Preservation is pointless if we don’t let people see, learn, and develop their own appreciation of objects. Likewise, if we don’t balance that access to collections with preservation policy and activities, we lose the collection, preventing future access to it. And in order for a collection manager to do their job well, the institution must devote itself to a comprehensive and integrated collection care strategy.

A concise primer in collections-related museum positions:

  • Curators collect relevant works for the collection and interpret those works through exhibition, publication, and other means.
  • Conservators perform scientific research to develop appropriate treatment methods that are non-destructive and support the preservation of the object. Often, in smaller musuems, they also perform preventive conservation methods, such as a collections manager would do in larger museums.
  • Collections managers are responsible for the planning and implementation of activities that ensures the long-term preservation outlook of the collection.

Are collections managers luxury items that only large museums can afford? They shouldn’t be.
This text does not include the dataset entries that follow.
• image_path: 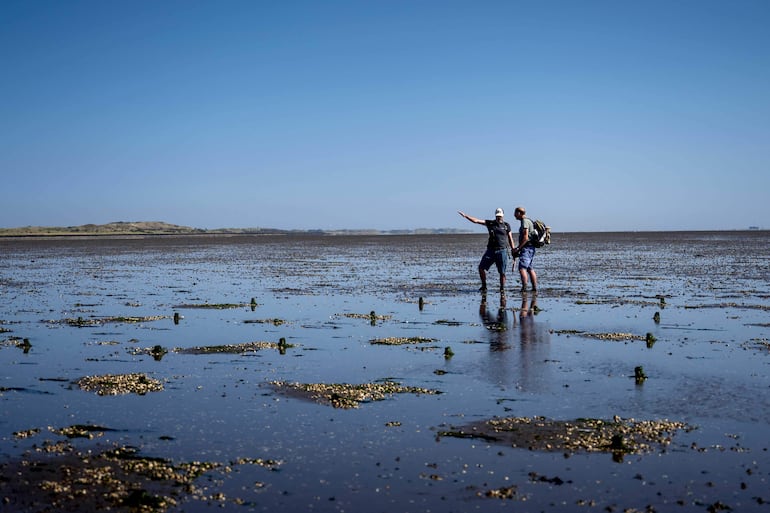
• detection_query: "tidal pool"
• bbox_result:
[0,231,770,512]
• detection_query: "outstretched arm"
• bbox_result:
[457,210,486,224]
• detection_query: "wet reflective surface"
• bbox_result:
[0,232,770,512]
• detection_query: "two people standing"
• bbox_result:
[458,207,537,292]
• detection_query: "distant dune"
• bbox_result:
[0,221,469,237]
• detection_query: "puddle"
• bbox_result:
[0,232,770,512]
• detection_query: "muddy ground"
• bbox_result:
[0,232,770,512]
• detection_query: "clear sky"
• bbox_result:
[0,0,770,231]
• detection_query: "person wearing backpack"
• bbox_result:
[513,207,537,292]
[457,208,513,293]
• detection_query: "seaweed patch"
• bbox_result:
[439,416,694,458]
[270,381,441,409]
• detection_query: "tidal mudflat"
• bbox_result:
[0,231,770,512]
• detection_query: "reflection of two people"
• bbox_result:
[479,293,539,351]
[479,294,510,351]
[479,294,549,391]
[519,293,539,344]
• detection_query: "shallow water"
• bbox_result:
[0,231,770,512]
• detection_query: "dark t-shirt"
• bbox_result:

While many museums are more likely to create a conservator position before a collections manager position, a preventive approach to preservation of museum objects is critical: it is vital that we prevent damage, rather than fix damage. Conservation labs can often get more funding as the science and technology are intriguing to donors. However, if that vase they are trying to mend was broken when sent on loan, better packing and handling methods could have prevented that damage. If conservators are trying to fill in insect damage in order to stabilize an object, perhaps a program of Integrated Pest Management could have prevented that damage in the first place. As in medicine, prevention is always cheaper than treatment. And as it has been said in preventive conservation circles, no conservation treatment can repair authenticity.